Ab-initio evaluation tuning

asanjuan · Post by **asanjuan** » Thu Aug 31, 2017 12:27 pm

Evert wrote: 4. In the evaluation, I have fixed the value of a pawn in the end game (VALUE_P_EG) at 256. This fixes the scale for the evaluation, which is otherwise arbitrary.

There's no need to do that. You are biasing the result. The function is not arbitrary at all.
Probably if the resulting "real" value for the pawn should be less than a pawn, the regression algorithm will lower the rest of the pieces to fit the value of the whole set to the game outcomes.

I could be wrong, but I think you should let the algorithm to fit the pawn endgame value too. If I am right you will see the pawn endgame value lowering and endgame middle pieces raise to something similar to middlegame values.

Evert · Post by **Evert** » Thu Aug 31, 2017 12:30 pm

hgm wrote: Actually he might have gotten it from me: I remember a thread here where I proposed a Bishop-dependent Pawn value, to be handled through the Pawn hash. Upon which Tord remarked that we needed a Pawn-dependent Bishop value, and that I pointed out this is the same, and just a quadratic cross term between Bishops and Pawns.

I never knew that!
I remember I read a forum post by Tord about the quadratic form used in Glaurung years ago, but I don't remember what forum it was on (it wasn't this one, might have been WB) but I can't find it now. All I remember from it is that he said it was a generalisation of the bishop pair bonus to other piece types.

Evert · Post by **Evert** » Thu Aug 31, 2017 12:40 pm

asanjuan wrote: There's no need to do that. You are biasing the result. The function is not arbitrary at all.
Probably if the resulting "real" value for the pawn should be less than a pawn, the regression algorithm will lower the rest of the pieces to fit the value of the whole set to the game outcomes.

I could be wrong, but I think you should let the algorithm to fit the pawn endgame value too. If I am right you will see the pawn endgame value lowering and endgame middle pieces raise to something similar to middlegame values.

I can give it a shot, but I'm not convinced. Piece values are arbitrary up to a scale factor, which I fixed by setting the Pawn EG value. Allowing that to vary as well is equivalent to scaling the whole evaluation, which doesn't actually matter.

...

On second thought, that's what the constant in the logistic function does as well (fix the conversion of evaluation score to game outcome), so fixing both for the tuning algorithm might be wrong. I'll investigate that.

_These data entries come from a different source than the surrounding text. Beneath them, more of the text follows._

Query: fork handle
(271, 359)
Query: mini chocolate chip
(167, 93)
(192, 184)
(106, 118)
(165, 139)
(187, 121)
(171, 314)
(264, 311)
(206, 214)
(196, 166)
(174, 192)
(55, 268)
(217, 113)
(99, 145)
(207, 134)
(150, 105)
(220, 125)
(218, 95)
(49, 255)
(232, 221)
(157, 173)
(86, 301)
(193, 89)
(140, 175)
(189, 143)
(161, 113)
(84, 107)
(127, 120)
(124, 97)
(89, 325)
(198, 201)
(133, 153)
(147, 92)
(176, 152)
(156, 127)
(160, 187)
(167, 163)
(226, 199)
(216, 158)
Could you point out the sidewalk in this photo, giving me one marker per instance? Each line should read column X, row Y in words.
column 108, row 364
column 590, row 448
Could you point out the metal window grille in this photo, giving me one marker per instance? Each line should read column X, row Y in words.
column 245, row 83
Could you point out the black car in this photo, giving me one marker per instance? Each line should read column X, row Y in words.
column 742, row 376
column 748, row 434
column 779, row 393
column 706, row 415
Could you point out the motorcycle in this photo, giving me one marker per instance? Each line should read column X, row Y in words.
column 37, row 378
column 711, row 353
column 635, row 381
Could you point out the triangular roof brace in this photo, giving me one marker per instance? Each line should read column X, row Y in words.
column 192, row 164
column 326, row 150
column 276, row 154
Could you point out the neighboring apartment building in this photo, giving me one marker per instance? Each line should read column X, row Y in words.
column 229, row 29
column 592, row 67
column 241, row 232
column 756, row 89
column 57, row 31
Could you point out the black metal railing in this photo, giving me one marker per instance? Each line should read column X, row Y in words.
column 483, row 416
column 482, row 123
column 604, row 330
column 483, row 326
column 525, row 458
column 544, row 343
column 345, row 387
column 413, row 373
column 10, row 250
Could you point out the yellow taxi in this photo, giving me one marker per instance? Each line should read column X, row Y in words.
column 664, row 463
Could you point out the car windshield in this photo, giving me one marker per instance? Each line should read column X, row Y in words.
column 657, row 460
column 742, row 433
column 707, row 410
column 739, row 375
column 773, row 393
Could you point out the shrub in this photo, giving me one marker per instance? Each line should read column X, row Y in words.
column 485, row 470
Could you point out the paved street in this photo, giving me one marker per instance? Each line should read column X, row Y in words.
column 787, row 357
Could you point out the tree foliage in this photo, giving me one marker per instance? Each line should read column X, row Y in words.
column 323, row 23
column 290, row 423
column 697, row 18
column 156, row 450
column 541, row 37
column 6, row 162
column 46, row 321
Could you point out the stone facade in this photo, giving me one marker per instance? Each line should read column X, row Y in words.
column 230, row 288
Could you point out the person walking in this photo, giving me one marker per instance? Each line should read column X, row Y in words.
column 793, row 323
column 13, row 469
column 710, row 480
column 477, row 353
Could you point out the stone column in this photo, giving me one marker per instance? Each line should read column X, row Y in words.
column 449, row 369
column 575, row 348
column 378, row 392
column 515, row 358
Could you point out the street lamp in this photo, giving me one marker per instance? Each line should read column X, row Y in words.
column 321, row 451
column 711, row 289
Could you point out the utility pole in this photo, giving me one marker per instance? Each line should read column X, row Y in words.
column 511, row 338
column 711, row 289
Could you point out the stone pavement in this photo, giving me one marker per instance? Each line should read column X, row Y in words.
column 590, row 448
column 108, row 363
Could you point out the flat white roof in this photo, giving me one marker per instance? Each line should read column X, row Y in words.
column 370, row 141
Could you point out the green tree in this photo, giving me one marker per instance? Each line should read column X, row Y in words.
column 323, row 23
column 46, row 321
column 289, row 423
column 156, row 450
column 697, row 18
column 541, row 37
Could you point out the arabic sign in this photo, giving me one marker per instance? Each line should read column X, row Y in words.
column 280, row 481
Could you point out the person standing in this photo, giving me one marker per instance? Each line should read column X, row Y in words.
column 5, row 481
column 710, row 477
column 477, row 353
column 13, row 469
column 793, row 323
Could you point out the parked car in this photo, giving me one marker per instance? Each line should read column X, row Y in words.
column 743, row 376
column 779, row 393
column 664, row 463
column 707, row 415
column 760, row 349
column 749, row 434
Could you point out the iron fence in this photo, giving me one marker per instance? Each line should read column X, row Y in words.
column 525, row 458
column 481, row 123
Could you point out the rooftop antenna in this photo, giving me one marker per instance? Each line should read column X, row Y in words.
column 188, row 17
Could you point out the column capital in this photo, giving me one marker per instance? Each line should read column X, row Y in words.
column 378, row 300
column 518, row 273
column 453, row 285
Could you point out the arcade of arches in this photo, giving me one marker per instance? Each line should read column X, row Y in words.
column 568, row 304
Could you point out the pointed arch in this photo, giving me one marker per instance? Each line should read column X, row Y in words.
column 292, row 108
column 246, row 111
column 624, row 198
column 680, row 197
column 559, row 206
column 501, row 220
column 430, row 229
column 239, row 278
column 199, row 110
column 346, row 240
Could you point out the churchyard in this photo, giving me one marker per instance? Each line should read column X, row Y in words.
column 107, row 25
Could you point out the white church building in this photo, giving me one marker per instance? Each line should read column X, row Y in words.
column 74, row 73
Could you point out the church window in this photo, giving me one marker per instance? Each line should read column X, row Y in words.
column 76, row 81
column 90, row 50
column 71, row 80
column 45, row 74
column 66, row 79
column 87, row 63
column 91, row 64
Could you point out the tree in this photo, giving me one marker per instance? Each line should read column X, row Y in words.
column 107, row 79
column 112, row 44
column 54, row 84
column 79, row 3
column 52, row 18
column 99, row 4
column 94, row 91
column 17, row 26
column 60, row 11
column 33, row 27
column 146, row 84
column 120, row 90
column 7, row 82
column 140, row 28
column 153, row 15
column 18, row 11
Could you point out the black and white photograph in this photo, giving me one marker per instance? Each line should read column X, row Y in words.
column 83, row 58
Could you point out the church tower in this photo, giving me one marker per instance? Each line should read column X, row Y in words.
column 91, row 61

asanjuan · Post by **asanjuan** » Thu Aug 31, 2017 12:48 pm

Evert wrote:
asanjuan wrote: There's no need to do that. You are biasing the result. The function is not arbitrary at all.
Probably if the resulting "real" value for the pawn should be less than a pawn, the regression algorithm will lower the rest of the pieces to fit the value of the whole set to the game outcomes.

I could be wrong, but I think you should let the algorithm to fit the pawn endgame value too. If I am right you will see the pawn endgame value lowering and endgame middle pieces raise to something similar to middlegame values.
I can give it a shot, but I'm not convinced. Piece values are arbitrary up to a scale factor, which I fixed by setting the Pawn EG value. Allowing that to vary as well is equivalent to scaling the whole evaluation, which doesn't actually matter.

...

On second thought, that's what the constant in the logistic function does as well (fix the conversion of evaluation score to game outcome), so fixing both for the tuning algorithm might be wrong. I'll investigate that.

you are fitting game outcomes (1, 0 or 0.5) over
f(x) = 1/(1+exp(-k*x))

The pawn value shoud be the result of the optimisation process, not an arbitray number. Your goal is to minimize that function, not to obtain 1.00 for the pawn value, wich is a "cosmetic" result. So: you need to tune ALL parameter values.

For the record: Rhetoric uses also k=1 and I tune EVERY parameter.

Just try.

asanjuan · Post by **asanjuan** » Thu Aug 31, 2017 1:02 pm

asanjuan wrote:
Evert wrote:
asanjuan wrote: There's no need to do that. You are biasing the result. The function is not arbitrary at all.
Probably if the resulting "real" value for the pawn should be less than a pawn, the regression algorithm will lower the rest of the pieces to fit the value of the whole set to the game outcomes.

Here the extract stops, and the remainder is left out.